Each day, during the course of the entire school year, was filled with tears. Both his and mine.

At drop off, he begged for me to stay. He ran after me when I tried to leave. And it crushed me. I would sit in my car crying, feeling like the worst parent in the world.

I was assured that he would adjust. To give it time. Time passed, and he didn’t adjust. If anything, he progressively got worse.

I was assured that if I became a room parent, it would help. It didn’t. He clung to me in class.

Moreover, I noticed that he was a completely different child in class.

My sweet, friendly little guy was frustrated, distracted, and even fearful within the classroom walls. Even with me there beside him.

It was rough.

And all the while, I kept thinking, “This is Kindergarten! It shouldn’t be this way!”

My husband agreed.

And it was decided that our sweet boy would repeat Kindergarten.

The pressure was off. And, for the first time during this journey, we knew that it was the right choice.

But even with our newly found relief, we still had another decision to make. Should he stay within the public school system, or should we seek alternate options?

We knew that the differences between our home study time and his class time were dramatic.

He was calm, happy and attentive at home, and chaotic, upset and stressed in class.

We knew that we simply could not endure another year of public school. He was miserable. And I was defeated.

And suddenly, I remembered the words of a dear friend, given a year before : “Maybe you should think about homeschooling.”

We never once entertained the thought of homeschooling. It was completely foreign to us. But there we were, stumbling through all of the information we could find online.

For days, I soaked up everything I could regarding homeschooling. We prayed. We discussed options. And for the second time, we just knew it was the right choice. (It was totally God!)

So, we enrolled in a local charter school that offered a homeschool/class option.

When the school year started, there was a noticeable change in our son. He was happy. He was thriving. And he was making friends.

So we stayed.

Year after year.

At the beginning of each term we prayed. We prayed for direction. We prayed over curriculum. And we prayed over our family.

Time passed and each year changed and grew as we changed and grew.

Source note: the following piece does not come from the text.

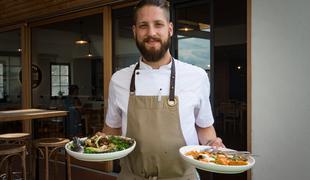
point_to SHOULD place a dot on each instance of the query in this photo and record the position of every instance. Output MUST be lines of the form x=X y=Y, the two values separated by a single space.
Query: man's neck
x=163 y=61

Eventually we left the charter school system and I dove headfirst into independently homeschooling our brood.

This led us to co-ops, which led to me teaching classes both at co-op and within our home.

And eventually, we even welcomed a dear friend into our little homeschool and she finished out her senior year with us.

The years brought challenges, victories, immeasurable joys, and opportunities to grow. But never once did we feel led to leave.

Our guy continued to thrive. Even on the hard days. And the day he graduated was filled with many happy tears and immense pride over all he had overcome to get to that place.

Our two younger kiddos followed suit with their older brother, and because of this, they both graduated early.

Homeschooling allowed me to teach my guys in ways that they learned best.

It gave us freedom.

Freedom to grow together.

Freedom to take much needed breaks.

Freedom to choose curriculum that we loved.

Freedom to incorporate our faith into our lessons.

Freedom to do life with our schooling.

Freedom to hold my kid when he was having an exceptionally difficult day.

Freedom to be a family.

Those years may not have been in our original life plan.

But they were some of the best years of our lives!